Central Bank of Nigeria (CBN) Governor, Godwin Emefile, once raised a similar alarm over increasing threats to investments in the sector, which, in the early 1950s, Nigeria had 43 per cent of the global market and derived 82 per cent of its export revenue.
Malaysia and Indonesia, the two leading palm oil producers now, obtained the seedling from Nigeria at the time it was the number one palm oil-producing nation in the world.
In the letter, the stakeholders regretted that all their human and capital outlay was currently threatened because of the increasing hostile business climate occasioned by the lackadaisical attitude of the government to its clamour for diversification of the economy and protection for genuine investors.

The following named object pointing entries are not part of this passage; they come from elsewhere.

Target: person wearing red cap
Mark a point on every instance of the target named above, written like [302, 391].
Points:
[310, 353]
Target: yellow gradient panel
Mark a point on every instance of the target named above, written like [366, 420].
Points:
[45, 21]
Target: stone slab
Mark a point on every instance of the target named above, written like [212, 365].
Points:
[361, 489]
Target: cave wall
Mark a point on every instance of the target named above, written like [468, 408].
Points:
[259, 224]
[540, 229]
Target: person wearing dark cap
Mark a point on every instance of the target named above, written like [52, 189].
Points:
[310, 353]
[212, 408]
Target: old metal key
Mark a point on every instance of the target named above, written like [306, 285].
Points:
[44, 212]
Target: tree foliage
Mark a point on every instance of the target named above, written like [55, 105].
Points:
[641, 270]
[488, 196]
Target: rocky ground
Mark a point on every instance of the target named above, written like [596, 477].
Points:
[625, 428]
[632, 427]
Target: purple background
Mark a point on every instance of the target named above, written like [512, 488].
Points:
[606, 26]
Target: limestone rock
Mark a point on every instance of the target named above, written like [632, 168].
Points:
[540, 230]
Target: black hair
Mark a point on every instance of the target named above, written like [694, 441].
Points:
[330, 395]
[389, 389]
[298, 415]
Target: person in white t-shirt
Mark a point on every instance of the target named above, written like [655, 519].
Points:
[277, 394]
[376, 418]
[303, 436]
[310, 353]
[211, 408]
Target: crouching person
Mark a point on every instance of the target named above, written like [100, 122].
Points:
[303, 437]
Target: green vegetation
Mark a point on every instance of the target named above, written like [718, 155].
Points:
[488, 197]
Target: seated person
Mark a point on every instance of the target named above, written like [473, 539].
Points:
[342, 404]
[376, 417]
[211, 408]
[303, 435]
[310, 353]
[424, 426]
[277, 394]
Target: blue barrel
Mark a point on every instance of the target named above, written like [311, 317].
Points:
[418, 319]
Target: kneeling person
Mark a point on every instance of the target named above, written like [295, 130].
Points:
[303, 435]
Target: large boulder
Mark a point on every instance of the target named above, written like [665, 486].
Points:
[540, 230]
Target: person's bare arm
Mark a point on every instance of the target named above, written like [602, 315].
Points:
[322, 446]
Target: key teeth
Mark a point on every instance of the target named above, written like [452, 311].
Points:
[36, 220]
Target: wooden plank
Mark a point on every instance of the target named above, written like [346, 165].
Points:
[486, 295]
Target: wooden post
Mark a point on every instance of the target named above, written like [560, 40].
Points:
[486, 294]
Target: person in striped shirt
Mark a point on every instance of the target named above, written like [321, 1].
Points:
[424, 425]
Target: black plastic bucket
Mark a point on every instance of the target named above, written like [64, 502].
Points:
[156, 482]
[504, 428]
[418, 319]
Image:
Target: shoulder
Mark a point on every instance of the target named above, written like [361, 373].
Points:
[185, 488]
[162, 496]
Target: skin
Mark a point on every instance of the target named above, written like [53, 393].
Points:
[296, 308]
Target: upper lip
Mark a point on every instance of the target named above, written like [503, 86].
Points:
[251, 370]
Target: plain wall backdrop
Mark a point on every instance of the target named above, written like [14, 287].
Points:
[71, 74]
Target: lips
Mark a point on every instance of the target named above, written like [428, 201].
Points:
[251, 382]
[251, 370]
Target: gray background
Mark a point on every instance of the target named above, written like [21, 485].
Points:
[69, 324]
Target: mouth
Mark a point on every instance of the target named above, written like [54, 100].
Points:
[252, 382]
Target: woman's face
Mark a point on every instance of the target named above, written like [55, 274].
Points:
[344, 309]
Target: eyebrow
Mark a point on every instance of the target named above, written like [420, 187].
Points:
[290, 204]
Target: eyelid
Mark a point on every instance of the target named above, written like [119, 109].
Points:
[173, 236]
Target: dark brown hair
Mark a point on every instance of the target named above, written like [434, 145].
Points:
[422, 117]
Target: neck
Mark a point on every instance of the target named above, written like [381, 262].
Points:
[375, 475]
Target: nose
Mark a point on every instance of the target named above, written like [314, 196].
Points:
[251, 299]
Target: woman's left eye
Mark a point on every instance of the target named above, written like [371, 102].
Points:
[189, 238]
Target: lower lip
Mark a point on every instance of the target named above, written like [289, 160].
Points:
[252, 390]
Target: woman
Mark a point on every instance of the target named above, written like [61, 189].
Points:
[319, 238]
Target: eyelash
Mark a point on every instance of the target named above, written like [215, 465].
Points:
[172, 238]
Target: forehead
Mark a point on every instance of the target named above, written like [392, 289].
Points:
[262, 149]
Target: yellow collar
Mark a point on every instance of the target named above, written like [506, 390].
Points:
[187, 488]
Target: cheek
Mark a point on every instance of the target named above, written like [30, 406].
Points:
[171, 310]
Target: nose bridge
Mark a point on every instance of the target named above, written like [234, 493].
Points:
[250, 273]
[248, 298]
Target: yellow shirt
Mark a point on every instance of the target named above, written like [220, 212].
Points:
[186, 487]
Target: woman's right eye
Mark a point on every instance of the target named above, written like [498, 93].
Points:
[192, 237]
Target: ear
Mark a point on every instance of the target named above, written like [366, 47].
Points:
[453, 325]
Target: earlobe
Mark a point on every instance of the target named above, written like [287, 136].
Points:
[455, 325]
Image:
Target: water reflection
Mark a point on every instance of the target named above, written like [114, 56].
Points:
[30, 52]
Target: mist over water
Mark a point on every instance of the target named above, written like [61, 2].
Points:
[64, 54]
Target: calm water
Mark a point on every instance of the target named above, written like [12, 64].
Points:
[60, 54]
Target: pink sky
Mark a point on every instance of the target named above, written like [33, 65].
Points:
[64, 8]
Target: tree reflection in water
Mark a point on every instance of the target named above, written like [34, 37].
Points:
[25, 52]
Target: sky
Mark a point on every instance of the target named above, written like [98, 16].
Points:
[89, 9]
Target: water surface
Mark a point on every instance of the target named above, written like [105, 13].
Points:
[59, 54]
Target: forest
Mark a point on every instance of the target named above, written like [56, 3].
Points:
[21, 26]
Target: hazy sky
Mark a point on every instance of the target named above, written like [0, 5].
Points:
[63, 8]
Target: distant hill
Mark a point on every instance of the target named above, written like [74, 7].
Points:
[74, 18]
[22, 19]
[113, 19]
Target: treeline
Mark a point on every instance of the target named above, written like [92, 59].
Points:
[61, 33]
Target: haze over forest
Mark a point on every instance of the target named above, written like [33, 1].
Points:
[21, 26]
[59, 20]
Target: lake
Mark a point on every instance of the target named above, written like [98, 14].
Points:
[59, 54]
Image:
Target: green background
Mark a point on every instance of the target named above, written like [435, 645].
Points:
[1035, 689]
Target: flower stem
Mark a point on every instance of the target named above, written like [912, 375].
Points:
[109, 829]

They noted that act of economic sabotage going on at the borders encouraged unscrupulous elements to bring in palm oil into Nigeria, with serious negative effects on local production and price index.
“The immediate effect of the whole analysis is the ridiculous prices (prices below the cost of production to oil palm plantation owners) being dictated by buyers of CPO,” they stressed.
Part of the letter read: “Three years down the line of the life of this administration, we were called upon to go back to the land to produce food and agro-allied input for our industries so as to give life to our economy.
“Our members under the auspices of the National Palm Produce Association of Nigeria (NPPAN) mobilised all its members to go back to all abandoned plantations and also encouraged the planting of new fields so as to increase the palm oil output of Nigeria, thus reducing the outflow of hard foreign exchange, as well as reducing unemployment.
“Today, the picture before the Association is as follows: We got little or no leverage from the government, critical among the expected leverage from the government are bank loans to our members nationwide.